Doesn’t that exclude the possibility to have all fingers in? I mean if I only have 1 finger, then it is 2^1 options which is 2.

Obviously for the fighting thought experiment you need to calculate minus 1 since not fighting is not an option of course.

Skylien,

I didn’t watch the Khan video so I don’t know how they explained it in words, but it must not be including the empty set.

So in general, the power set has 2^n elements, if you include the full set and empty set as elements of the power set.

With the Punch Out problem we weren’t including the case where you fight 0 opponents, so you subtract 1.

And, I guess the Khan video said you have to be sticking out at least 1 finger.

Thus, if you only have 1 finger, then there is only 1 combo, i.e. 2^1 – 1 = 1.

Let’s not focus on the kid knowing the formula for the size of the power set. The clever bit is recognizing that this IS the power set. If you focus on the number of m size matches, 1,2 ,3 … etc you solve it like you did with your phone. If you get the aha you solve it like your kid did — the clever way.

Yeah, the fact that an 11 year-old could recognize the powerset connection is impressive. I knew the cardinality of a power set at age 11 (I even knew about transfinite arithmetic – I’m a lifelong nerd). But I don’t think at that age I would have been able to recognize that it’s a power set.

By the way, you’re comment gets me thinking, is there a simple way to prove using the combinations formula that the cardinality of a powerset is 2^n. Of course it’s trivially easy to just prove the cardinality of power set directly, but I’m wondering if there’s some sigma notation identity involving factorials that would give you the result from the combinations formula.

If you list every singleton, then every pair, then every triplet, etc up the the full set you have enumerated all the subsets once each. Hence the sums are equal. (For finite sets!)

Yeah, that’s obvious, but I’m just wondering whether it’s also possible to prove it using the combinations formula and sigma notation.

Wow! Justifiably proud papa.

whaaaattttt?

I recall mathematical series from Jr. high, this is sigma of 11 combination r where r ranges from 2 to 11. I’m glad i had good math teachers and i can recall it after more than 20 years even though i studied in a school from very small rural toen in India.

Bob, did you not realize that the problem boiled down to finding the cardinality of a power set, or did you just not remember the expression for the cardinality of a power set? Because as soon as I read the problem statement, the answer immediately came to me. But I’m not going to say “Who the heck doesn’t know…”, because the average person on the street has never even heard “cardinality” or “power set”.

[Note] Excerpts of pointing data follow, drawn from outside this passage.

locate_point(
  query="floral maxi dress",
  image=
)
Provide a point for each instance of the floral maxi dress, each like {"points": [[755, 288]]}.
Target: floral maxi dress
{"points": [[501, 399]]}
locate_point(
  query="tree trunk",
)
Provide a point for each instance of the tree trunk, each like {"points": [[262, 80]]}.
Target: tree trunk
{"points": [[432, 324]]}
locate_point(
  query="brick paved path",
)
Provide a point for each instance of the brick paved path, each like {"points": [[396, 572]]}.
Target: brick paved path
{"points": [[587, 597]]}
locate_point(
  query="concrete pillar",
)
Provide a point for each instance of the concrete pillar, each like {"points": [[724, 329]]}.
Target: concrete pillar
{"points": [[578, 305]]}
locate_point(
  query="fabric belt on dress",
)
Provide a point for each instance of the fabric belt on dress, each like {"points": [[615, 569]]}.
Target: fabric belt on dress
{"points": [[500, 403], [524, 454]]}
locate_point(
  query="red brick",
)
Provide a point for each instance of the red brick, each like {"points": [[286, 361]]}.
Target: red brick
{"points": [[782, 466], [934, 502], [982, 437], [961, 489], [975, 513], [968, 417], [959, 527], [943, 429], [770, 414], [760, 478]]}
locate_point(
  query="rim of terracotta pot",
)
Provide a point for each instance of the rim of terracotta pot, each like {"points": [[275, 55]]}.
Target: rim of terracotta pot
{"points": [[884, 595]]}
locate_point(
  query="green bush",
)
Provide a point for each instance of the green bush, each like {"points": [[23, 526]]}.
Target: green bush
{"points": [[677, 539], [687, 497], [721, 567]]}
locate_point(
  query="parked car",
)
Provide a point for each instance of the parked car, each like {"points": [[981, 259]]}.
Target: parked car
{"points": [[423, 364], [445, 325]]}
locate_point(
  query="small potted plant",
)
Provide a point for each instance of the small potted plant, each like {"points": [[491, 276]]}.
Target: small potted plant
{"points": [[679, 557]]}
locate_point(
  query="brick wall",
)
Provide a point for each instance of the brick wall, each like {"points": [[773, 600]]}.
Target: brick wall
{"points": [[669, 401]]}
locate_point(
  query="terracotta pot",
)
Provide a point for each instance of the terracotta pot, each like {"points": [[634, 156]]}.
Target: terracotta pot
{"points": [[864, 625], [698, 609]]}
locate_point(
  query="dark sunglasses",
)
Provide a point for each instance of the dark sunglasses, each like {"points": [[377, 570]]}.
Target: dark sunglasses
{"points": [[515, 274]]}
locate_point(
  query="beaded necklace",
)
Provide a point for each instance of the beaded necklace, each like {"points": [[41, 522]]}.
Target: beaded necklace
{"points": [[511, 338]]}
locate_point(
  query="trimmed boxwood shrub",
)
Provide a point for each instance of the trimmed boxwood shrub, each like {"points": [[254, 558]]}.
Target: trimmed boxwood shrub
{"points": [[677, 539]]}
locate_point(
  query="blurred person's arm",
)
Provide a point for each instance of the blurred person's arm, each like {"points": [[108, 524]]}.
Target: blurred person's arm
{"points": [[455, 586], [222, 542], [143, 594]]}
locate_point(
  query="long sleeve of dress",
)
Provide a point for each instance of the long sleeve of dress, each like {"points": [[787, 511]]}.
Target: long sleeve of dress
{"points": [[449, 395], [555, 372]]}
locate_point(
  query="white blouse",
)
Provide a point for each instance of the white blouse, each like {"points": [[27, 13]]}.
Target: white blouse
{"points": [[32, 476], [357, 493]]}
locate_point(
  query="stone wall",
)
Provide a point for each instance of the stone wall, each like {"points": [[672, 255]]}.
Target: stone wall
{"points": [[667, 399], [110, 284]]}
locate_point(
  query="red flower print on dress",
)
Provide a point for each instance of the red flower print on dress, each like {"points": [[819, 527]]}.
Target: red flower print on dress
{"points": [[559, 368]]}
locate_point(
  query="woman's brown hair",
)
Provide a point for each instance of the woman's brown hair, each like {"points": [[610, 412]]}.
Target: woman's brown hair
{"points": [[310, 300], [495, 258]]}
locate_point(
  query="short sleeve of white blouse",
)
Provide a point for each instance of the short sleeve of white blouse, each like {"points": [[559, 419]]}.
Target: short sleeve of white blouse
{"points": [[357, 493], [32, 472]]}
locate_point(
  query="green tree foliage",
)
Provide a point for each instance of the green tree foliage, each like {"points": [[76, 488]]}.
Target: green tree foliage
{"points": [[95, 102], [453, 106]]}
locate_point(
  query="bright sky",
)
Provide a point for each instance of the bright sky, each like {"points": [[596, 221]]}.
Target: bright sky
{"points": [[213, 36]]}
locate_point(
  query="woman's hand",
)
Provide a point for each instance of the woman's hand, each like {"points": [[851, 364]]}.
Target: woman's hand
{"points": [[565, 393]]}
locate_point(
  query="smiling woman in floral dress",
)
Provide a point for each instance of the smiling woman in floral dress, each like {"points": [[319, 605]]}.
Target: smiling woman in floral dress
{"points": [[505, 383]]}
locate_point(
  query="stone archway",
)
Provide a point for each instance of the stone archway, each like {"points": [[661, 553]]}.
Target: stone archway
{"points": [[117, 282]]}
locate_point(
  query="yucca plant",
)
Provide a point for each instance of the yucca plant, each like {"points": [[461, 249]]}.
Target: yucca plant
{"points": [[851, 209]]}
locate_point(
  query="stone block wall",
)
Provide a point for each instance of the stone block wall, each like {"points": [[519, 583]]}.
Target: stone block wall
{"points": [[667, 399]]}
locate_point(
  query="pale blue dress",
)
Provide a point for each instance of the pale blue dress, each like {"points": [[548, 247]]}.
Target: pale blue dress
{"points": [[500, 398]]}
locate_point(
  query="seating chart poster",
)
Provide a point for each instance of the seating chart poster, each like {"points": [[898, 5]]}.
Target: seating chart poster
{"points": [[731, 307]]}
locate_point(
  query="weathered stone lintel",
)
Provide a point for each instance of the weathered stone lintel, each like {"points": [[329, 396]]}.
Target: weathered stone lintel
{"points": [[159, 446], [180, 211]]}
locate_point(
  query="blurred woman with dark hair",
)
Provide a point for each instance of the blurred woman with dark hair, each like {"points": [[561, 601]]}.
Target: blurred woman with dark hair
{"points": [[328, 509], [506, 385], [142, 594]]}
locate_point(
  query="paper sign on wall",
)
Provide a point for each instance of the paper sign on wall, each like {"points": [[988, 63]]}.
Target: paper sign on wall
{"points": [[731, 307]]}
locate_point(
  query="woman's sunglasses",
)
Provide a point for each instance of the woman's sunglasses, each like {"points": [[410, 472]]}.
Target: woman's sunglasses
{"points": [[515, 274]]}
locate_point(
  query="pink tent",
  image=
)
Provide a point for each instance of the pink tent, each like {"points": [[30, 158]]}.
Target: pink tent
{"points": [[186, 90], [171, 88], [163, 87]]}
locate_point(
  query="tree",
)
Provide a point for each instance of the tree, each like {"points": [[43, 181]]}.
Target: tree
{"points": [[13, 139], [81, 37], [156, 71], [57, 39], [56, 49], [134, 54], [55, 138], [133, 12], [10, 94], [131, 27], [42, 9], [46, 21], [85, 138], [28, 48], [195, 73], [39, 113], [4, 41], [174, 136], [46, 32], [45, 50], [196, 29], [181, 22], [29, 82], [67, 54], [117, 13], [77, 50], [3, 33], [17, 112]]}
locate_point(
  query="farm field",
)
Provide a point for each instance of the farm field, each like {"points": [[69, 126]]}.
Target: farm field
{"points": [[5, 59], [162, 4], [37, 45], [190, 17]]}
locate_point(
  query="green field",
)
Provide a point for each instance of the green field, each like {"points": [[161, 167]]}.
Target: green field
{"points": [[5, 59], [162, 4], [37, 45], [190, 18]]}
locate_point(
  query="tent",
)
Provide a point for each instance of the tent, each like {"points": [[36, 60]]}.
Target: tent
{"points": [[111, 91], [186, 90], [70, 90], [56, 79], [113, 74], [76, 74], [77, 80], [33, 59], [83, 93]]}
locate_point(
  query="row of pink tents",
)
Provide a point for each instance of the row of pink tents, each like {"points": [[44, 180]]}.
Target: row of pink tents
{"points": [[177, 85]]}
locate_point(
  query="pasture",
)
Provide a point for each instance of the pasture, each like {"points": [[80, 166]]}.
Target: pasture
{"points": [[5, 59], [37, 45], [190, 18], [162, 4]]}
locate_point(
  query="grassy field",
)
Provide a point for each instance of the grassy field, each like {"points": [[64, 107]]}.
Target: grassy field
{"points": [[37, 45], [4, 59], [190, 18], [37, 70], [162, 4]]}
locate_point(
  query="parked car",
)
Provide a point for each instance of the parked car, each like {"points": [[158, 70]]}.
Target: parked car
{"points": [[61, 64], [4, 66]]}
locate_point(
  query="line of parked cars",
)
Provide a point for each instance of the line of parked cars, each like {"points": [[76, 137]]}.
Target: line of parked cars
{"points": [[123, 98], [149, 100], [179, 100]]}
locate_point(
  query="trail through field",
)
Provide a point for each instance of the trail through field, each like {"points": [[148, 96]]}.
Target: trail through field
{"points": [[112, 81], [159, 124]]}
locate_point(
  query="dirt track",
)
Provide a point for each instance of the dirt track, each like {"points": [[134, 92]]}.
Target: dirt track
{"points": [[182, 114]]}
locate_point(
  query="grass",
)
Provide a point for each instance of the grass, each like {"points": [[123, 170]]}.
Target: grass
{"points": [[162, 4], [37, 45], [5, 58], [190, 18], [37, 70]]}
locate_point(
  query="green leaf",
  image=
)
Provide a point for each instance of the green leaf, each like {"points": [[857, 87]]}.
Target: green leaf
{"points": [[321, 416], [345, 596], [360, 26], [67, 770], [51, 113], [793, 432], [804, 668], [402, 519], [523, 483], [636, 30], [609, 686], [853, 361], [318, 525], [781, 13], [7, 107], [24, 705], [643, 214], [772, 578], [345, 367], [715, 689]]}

It is deeply impressive that he could see the connection between what he already knew and the question at hand. The similarity in the two problems is non-obvious, in my opinion, and it would have taken me awhile to realize the connection myself, even though I would have come up with the numerical solution the way Dr. Murphy did quite quickly, and I have studied advanced set theory. That is one kid thinking outside the box!

Bob, I highly recommend that you get your son the book “The Number Devil”. It’s a book written for kids that introduces a lot of advanced concepts in math, including Pascal’s triangle, triangular numbers, the Fibbonaci series, the notion of axioms and theorems, the Sierpinksi triangle etc. My uncle, who’s a mathematician, got me the book in 4th grade, and it made me fall in love with the subject.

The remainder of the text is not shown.